Nov 13, 2022 3 min read

Youtube RSS processing

As I mentioned in the RSS feeds post it is totally possible to get an RSS feed from a youtube channel. The problem is that sometimes the same channel posts videos on different topics & you only want to know about one of them (or more, the processing principles are the same).

For the sake of a target let's pick the Numberphile channel. Go to the main channel page & press F12, then search for channelid & you'll find that it's "UCoxcjq-8xIDTYp3uz647V5A". We'll need that in a minute.

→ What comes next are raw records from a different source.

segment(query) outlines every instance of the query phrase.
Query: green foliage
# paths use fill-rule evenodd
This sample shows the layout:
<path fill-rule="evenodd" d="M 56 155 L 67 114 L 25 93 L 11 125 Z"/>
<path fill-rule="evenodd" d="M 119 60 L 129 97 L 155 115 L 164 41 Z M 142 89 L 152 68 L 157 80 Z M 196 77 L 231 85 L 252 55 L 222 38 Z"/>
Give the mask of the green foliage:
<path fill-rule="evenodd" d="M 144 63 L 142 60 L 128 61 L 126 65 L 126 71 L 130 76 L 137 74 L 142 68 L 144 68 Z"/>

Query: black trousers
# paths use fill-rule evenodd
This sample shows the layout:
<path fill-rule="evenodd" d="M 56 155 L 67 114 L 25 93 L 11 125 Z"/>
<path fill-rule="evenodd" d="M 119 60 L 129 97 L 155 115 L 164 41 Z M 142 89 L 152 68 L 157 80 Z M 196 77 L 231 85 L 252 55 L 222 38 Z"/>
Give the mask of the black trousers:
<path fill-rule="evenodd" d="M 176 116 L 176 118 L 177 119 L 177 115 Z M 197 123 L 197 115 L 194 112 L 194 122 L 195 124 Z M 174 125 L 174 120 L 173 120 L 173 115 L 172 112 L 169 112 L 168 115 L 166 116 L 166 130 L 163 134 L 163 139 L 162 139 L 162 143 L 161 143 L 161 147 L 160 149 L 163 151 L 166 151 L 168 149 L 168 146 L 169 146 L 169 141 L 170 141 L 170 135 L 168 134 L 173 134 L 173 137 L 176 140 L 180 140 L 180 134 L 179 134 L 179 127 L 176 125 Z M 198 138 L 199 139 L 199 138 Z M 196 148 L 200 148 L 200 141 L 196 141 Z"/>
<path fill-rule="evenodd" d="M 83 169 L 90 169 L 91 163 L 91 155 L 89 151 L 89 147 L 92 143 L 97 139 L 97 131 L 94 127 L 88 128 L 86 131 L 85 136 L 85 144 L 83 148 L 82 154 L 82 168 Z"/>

Open Huginn & create a new agent (type is "RSS agent"). Call it what you like (I used "Numberphile" & edit the json to

{
  "expected_update_period_in_days": "1",
  "clean": "false",
  "url": "https://www.youtube.com/feeds/videos.xml?channel_id=UCoxcjq-8xIDTYp3uz647V5A"
}

The problem is, if you do a dry run with the json above is that you get an output like this...

[
  {
    "id": "yt:video:p-HN_ICaCyM",
    "url": "https://www.youtube.com/watch?v=p-HN_ICaCyM",
    "urls": [
      "https://www.youtube.com/watch?v=p-HN_ICaCyM"
    ],
    "links": [
      {
        "href": "https://www.youtube.com/watch?v=p-HN_ICaCyM",
        "rel": "alternate"
      }
    ],
    "title": "The Troublemaker Number - Numberphile",
    "description": null,
    "content": "Dr Harini Desiraju discusses Somos Sequences and a number which breaks a streak.\nMore links & stuff in full description below ↓↓↓\n\nDr Harini Desiraju is a postdoctoral fellow at The University of Sydney. This video was recorded at MSRI.\n\nLike sequences - see these videos with Neil Sloane: http://bit.ly/Sloane_Numberphile\n\nNumberphile is supported by the Mathematical Sciences Research Institute (MSRI): http://bit.ly/MSRINumberphile\n\nWe are also supported by Science Sandbox, a Simons Foundation initiative dedicated to engaging everyone with the process of science. https://www.simonsfoundation.org/outreach/science-sandbox/\n\nAnd support from The Akamai Foundation - dedicated to encouraging the next generation of technology innovators and equitable access to STEM education - https://www.akamai.com/company/corporate-responsibility/akamai-foundation\n\nNUMBERPHILE\nWebsite: http://www.numberphile.com/\nNumberphile on Facebook: http://www.facebook.com/numberphile\nNumberphile tweets: https://twitter.com/numberphile\nSubscribe: http://bit.ly/Numberphile_Sub\n\nVideos by Brady Haran\n\nPatreon: http://www.patreon.com/numberphile\n\nNumberphile T-Shirts and Merch: https://teespring.com/stores/numberphile\n\nBrady's videos subreddit: http://www.reddit.com/r/BradyHaran/\n\nBrady's latest videos across all channels: http://www.bradyharanblog.com/\n\nSign up for (occasional) emails: http://eepurl.com/YdjL9",
    "image": null,
    "enclosure": null,
    "authors": [
      "Numberphile (https://www.youtube.com/channel/UCoxcjq-8xIDTYp3uz647V5A)"
    ],
    "categories": [

    ],
    "date_published": "2022-05-23T14:13:57+00:00",
    "last_updated": "2022-05-29T03:55:28+00:00"
  },

All that I want in my RSS reader is the video URL, the title & the first line of the description - which is actually in the "content" tag & only goes as far as the first "\n" in the string.
So, we need to process things a bit...

Huginn uses a "trigger" agent to filter events generated by an agent that feeds events to it. So, create one of those & set the "source" to the agent that we just created. For the sake of adding a filter, let's say that we are only interested in videos about prime numbers - so we'll filter those out in order to pass just those ones on to the next step using this json for the trigger agent.

{
  "expected_receive_period_in_days": "1",
  "keep_event": "true",
  "rules": [
    {
      "type": "regex",
      "value": ".*Prime.*",
      "path": "title"
    }
  ],
  "message": "Looks like your pattern matched in '{{value}}'!"
}

In the output snippet above you can see that the title is "The Troublemaker Number - Numberphile", so that wouldn't match. (Incidentally the regex describes "match Prime, with any number of characters (.*), including no characters, before or after the string 'Prime'")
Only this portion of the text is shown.